Une équipe de recherche propose REST (Receding Horizon Explorative Steiner Tree), un nouveau cadre de navigation robotique pour la tâche dite de "zero-shot object-goal navigation" (ZSON) : faire trouver un objet cible à un robot dans un environnement totalement inconnu, sans entraînement spécifique à la tâche. Décrit dans une version révisée d'un article déposé sur arXiv (2603.18624v2), le système est entièrement "training-free". Il fonctionne en trois étapes : construction en ligne d'une carte 3D explicite et à vocabulaire ouvert à partir de flux caméra RGB-D, génération d'un arbre de trajectoires sûres et informatives centré sur l'agent via un planificateur par échantillonnage, puis sélection du meilleur chemin par un raisonnement en chaîne de pensée (chain-of-thought) confié à un LLM, chaque branche de l'arbre étant traduite en récit spatial textuel.
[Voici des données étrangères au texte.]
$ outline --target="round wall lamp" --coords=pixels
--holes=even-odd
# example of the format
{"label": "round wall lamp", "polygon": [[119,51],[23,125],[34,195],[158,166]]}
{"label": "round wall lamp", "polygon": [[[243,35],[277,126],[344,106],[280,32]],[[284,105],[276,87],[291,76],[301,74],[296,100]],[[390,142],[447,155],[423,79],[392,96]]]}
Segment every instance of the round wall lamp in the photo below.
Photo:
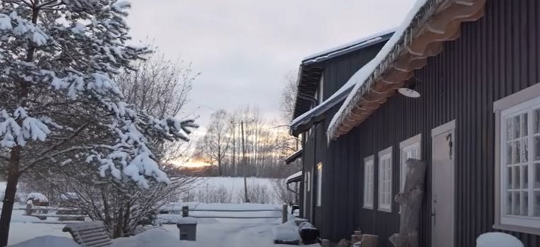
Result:
{"label": "round wall lamp", "polygon": [[418,81],[418,79],[414,78],[410,83],[409,83],[406,88],[399,88],[397,90],[397,92],[399,92],[400,94],[410,98],[419,97],[420,92],[418,92],[416,90],[414,90],[414,88],[416,88],[416,85],[418,85],[418,84],[419,84],[419,82]]}

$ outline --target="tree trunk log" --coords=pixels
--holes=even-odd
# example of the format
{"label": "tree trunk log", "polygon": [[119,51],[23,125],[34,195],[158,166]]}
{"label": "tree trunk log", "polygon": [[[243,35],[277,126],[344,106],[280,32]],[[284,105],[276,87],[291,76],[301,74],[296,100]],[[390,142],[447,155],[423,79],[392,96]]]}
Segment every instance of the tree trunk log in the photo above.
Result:
{"label": "tree trunk log", "polygon": [[426,165],[425,162],[416,159],[409,159],[406,164],[405,186],[403,192],[398,193],[395,198],[401,210],[399,233],[393,234],[389,239],[396,247],[417,247]]}
{"label": "tree trunk log", "polygon": [[17,192],[17,183],[19,179],[19,164],[20,160],[20,146],[11,149],[9,159],[8,182],[6,185],[6,193],[4,196],[4,206],[0,215],[0,246],[8,245],[9,236],[9,224],[11,222],[11,213],[15,203],[15,193]]}

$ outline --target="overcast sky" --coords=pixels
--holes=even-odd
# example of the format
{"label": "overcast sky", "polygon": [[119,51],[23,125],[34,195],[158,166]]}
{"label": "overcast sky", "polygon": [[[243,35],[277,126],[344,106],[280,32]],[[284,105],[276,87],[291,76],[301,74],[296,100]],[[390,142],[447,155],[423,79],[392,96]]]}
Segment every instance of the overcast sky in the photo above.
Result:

Testé sur trois benchmarks de référence du domaine, Gibson, HM3D et HSSD, REST se classe systématiquement parmi les meilleures méthodes en taux de réussite et en efficacité de trajectoire. L'apport principal n'est pas le LLM lui-même, déjà largement utilisé pour la navigation sémantique, mais la façon de structurer l'espace des options qu'on lui soumet. Les approches hiérarchiques existantes réduisent généralement chaque candidat à un simple point de destination noté selon son utilité finale, ce qui masque l'information utile collectée en cours de route et empêche de comparer des groupes de trajectoires apparentées. En remplaçant cette liste plate par un arbre de chemins partageant des segments communs, REST permet un raisonnement grossier-vers-fin : le LLM peut écarter ou explorer des branches entières avant d'examiner chaque feuille individuellement, ce qui compresse un espace combinatoire autrement ingérable. Pour les équipes travaillant sur des agents de navigation autonome ou des architectures VLA embarquées, c'est un signal que la qualité de la représentation de l'espace de décision pèse autant que la puissance du modèle de raisonnement utilisé pour trancher. Le travail s'inscrit dans la lignée des méthodes hiérarchiques ZSON qui séparent la représentation de la scène ("belief") de la prise de décision ("policy"), une architecture déjà courante dans la littérature récente sur la navigation sémantique assistée par LLM, mais qui jusqu'ici traitait l'interface entre ces deux modules comme un simple héritage technique plutôt que comme un axe de conception à part entière.